The legislation introduced at the end of October is promoted by B.C. Premier David Eby as a step towards making British Columbia a more attractive destination for workers considering moving to Canada, and as a way to allow those already in B.C. to work in the profession they’re formally trained in.

“Skilled professionals from around the world move to B.C. hoping to put their skills to good use, but instead face huge obstacles and an often-confusing process to get their credentials recognized,” Eby said in an Oct. 23 release.

“With the skills shortage we have in this province, we cannot afford to leave anyone on the sidelines.”

The legislation would require regulatory bodies remove barriers to certification of foreign training in 29 professions, which according to the release would “eliminate the catch-22 of requiring Canadian work experience prior to being accredited in Canada.”

Among the professions included are early childhood educators and assistants, social workers, veterinarians, lawyers, paramedics and more.

Walker said in Whistler, despite its tourism-heavy economy, the local market is diversified and is facing labour challenges across the board.
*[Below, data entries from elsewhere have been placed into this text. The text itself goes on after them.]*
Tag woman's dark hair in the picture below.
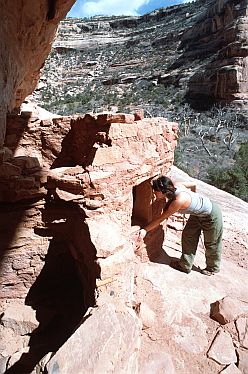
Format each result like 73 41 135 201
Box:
152 175 176 200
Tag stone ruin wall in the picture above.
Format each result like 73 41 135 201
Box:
0 112 177 305
0 111 177 373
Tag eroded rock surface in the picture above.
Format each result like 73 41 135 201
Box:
0 0 75 146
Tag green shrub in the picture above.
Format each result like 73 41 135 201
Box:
208 142 248 201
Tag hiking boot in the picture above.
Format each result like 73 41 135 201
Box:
201 268 220 277
170 260 190 274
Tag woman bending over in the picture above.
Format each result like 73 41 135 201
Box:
140 176 223 275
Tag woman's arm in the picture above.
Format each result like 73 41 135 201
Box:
180 182 196 192
142 199 182 236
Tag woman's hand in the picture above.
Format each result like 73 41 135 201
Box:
139 229 146 239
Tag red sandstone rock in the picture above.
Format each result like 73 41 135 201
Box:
210 296 242 325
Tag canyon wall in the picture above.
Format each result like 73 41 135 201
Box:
0 0 75 145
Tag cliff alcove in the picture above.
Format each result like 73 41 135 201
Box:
0 0 248 374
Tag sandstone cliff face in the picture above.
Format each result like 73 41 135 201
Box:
0 106 177 372
181 0 248 105
0 0 75 145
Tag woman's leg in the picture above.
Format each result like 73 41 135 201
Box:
179 216 201 272
200 203 223 273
“When we surveyed our membership last winter, we discovered that around 70 per cent were not fully staffed. This compares to winter 2018-19 when about 70 per cent were fully staffed,” she said.

Coast Mountain Veterinary Services is one such business affected by the legislation. While the legislation helps the industry overall, Whistler’s vet sector is hurting for support staff, rather than vets themselves, said managing veterinarian Blythe Sola.

“For us, what would be more beneficial would be if this legislation was also extended to include veterinary technicians and nurses … I have many members of my team who were trained in places like Australia who have the training and the qualifications, and they can’t get that recognized here,” she said.

Vet technicians perform duties like blood tests and carrying out X-rays, while nurses serve the same role as in human hospitals.

“In veterinary medicine, you always need another set of hands—the patients are maybe not as compliant as humans,” Sola said.

“Look at human health-care too—humans get nowhere without nurses, and a perennial problem that we have here is attracting and retaining enough competent, qualified technical support staff.”

As with all labour issues in Whistler, Sola said it comes back to housing—so even if licensing and accreditation changes were exactly what the sector wanted, it would still be a challenge.

“As long as it’s so hard for these people to find a place to live and stay in our community, we’re going to continue to have this issue, but one barrier would be the licensing challenges,” she said.

The legislation would have the effect of opening up the hiring pool for Sola’s team, however, who noted that of all the vets on staff, only she was trained in Canada, and none were from countries that didn’t have reciprocal accreditation schemes in place.

“I do employ people in technician roles who are licenced as veterinarians in other countries … but the process was too difficult and time-consuming, so they’re currently working in a technician role—in some cases because they’ve decided that’s a better path for them long term, and in some cases because they’ve decided to get industry experience in order to complete some of those checkboxes to eventually become licenced here.”

Pique enquired with the B.C. government about whether the legislation will be extended, but received no response.

According to Whistler Chamber data, the sectors hardest to recruit for in Whistler during the 2022-23 winter season were retail, culinary, housekeeping, trades, management and business development.

But again, Walker said it always comes back to housing.

“[Housing and labour shortages] are one and the same. Labour is the problem, but housing is the root of the challenge, and we absolutely need more affordable housing for more employees in Whistler,” said Walker.

“The more we allow people to work in the occupation in which they’re trained, the better it is for our community and our economy. Anything will help. [The new legislation] is a step forward, but it’s not the solution for the entire labour challenge.”